Independent (objective) evaluation. 


Independence is another soft attribute that affects test outcomes. A developer cannot be objective enough to produce reliable test results on his or her own code. However, other types of independence also can affect outcomes. It’s desirable to have those who execute tests be independent from those who design them. This will help surface errors in the test procedures themselves. It is even desirable to have independent groups of testers rotate in and out of a testing program to reduce tester fatigue. Tester fatigue allows testers to become too familiar with the software and, thus, overlook anomalous behaviors they have come to accept as normal.


Even independence of organizational responsibility is important. Testers and test designers should not report to the management that is responsible for development of the software. A tester’s success in finding a defect is likely to be viewed as a development failure (delaying release dates, etc.). This obvious conflict of interest will impact the quality of test outcomes if the tester is blamed for delaying the project.


State of Mind


This is also important to a successful testing or validation program. All team members, developers, designers and testers need to be coached that finding defects, reporting them and tracking them to resolution represents success. These are defects that will not make it to the field and potentially become life threatening.


Can You Over-test?


The flip side of under-testing complex software is overtesting simple functionality. Testers have a tendency to “camp out” in areas of functionality in which they are comfortable. Management should be aware of this tendency and look for signs of it in schedules, plans and in the test procedures themselves.


Test engineering management should constantly channel resources to where they will produce the most benefit and find the most defects; that usually is in the most safety critical code or the most complex code. Over-testing simple functionality or well-exercised functionality is not a good investment of scarce testing resources.


Sometimes, certain functionality exists in many places in software-driven systems. For example, a data-input field may appear identically in each of a number of operating modes for the device. It may not be necessary to do full testing of that input field in every instance (eg, normal/abnormal inputs, boundary values, etc.) if one can assume that the software implementing that field is common for each mode in which it is used. In cases like this, the test designer can identify an equivalence class of functionality that is tested once and assumed to be applicable to all occurrences in the system. This greatly reduces the testing.

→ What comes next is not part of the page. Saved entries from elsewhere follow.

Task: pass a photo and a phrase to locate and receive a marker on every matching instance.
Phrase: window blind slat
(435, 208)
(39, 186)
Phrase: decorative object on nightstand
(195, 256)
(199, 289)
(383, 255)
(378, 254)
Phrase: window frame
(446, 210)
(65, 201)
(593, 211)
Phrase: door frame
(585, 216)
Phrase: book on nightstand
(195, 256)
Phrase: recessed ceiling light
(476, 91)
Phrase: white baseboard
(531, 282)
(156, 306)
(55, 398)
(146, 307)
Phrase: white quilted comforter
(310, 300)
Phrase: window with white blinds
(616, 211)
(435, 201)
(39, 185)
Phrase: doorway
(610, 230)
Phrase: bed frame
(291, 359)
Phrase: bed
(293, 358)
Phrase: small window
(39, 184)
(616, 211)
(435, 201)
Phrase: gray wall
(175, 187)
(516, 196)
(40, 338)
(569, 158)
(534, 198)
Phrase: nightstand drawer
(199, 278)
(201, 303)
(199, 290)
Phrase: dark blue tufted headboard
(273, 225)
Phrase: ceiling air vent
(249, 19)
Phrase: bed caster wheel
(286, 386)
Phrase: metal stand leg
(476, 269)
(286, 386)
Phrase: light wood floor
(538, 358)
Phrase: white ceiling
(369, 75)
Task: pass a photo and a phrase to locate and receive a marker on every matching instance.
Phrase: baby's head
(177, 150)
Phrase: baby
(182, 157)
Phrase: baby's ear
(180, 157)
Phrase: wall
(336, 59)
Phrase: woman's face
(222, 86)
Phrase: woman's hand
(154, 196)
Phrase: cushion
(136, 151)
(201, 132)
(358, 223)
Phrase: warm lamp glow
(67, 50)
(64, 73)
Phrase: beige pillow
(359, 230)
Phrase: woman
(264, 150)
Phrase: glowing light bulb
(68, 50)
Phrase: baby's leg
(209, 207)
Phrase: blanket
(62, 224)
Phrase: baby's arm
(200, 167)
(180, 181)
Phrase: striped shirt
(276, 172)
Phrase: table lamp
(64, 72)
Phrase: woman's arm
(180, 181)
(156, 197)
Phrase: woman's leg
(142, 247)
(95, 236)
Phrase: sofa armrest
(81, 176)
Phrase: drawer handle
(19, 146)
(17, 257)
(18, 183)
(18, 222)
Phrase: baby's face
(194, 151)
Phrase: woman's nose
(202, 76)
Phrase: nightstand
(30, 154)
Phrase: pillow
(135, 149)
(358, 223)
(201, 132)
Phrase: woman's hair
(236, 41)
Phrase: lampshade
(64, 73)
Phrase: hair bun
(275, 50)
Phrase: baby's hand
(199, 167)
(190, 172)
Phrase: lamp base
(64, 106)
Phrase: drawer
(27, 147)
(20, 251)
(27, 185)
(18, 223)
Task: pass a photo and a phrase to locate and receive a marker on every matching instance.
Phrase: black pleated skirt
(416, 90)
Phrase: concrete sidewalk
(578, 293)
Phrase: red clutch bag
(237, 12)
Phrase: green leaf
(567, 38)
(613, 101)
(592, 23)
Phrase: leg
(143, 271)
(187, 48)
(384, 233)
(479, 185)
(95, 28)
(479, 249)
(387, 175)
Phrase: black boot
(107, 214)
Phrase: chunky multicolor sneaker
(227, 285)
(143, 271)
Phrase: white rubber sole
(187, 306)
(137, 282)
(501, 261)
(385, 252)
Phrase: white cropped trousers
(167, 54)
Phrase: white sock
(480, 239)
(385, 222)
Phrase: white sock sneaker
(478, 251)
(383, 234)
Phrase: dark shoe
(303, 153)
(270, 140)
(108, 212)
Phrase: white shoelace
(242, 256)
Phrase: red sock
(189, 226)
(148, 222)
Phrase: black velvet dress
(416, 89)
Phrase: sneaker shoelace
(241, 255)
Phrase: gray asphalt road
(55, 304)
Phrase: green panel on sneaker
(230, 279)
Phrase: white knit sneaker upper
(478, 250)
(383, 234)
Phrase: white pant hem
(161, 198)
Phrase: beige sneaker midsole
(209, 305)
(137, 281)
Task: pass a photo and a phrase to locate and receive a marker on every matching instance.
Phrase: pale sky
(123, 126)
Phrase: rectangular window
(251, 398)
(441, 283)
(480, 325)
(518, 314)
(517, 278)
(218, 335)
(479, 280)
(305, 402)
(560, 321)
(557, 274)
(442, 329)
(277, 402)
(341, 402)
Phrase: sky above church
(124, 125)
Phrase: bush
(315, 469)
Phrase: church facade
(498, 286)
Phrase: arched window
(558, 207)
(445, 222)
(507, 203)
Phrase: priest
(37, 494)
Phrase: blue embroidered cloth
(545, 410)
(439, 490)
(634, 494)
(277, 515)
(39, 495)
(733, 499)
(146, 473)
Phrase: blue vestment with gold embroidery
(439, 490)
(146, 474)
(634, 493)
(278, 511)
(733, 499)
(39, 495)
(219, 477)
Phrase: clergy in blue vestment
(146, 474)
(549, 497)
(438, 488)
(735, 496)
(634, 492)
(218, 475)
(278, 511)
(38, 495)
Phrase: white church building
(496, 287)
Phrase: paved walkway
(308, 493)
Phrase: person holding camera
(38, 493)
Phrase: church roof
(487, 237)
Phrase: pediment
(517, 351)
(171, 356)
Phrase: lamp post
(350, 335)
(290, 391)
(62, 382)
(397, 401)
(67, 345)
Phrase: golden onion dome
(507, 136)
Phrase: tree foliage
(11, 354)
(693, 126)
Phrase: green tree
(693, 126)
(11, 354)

Exercise care when using equivalence-class logic. The reduction in test effort is only valid if the assumption behind the equivalence relationship is true. Every assumption should be documented and tested to assure that the equivalence-class logic is valid.


How do you know how much testing is enough testing, and when to stop? Ideal defect-testing finds defects at a steady rate until testing is complete, and no defects are found after that. More typically, however, the defect testing function is asymptotic. One never knows for sure that all defects have been identified and repaired.


A test plan – written and agreed before the testing process begins – should contain some thought about what the strategy will be to end testing. Things to consider in devising the “stop test” policy are:


  • Number of unresolved defects 
  • Number of reported defects that could not be reproduced 
  • Severity of defects reported on last test run 
  • Rate of defect identification


This policy will differ for all devices, depending on their criticality in the clinical setting, their size and their complexity.


Testing is but one activity in a good software validation program, and is not by itself sufficient to validate software, according to the FDA’s definition. Testing is a bona fide discipline of its own and is part art, part science, part common sense and part good organization. When taken seriously, testing – and all validation activities – can produce solid software that can stand the test of time in the field.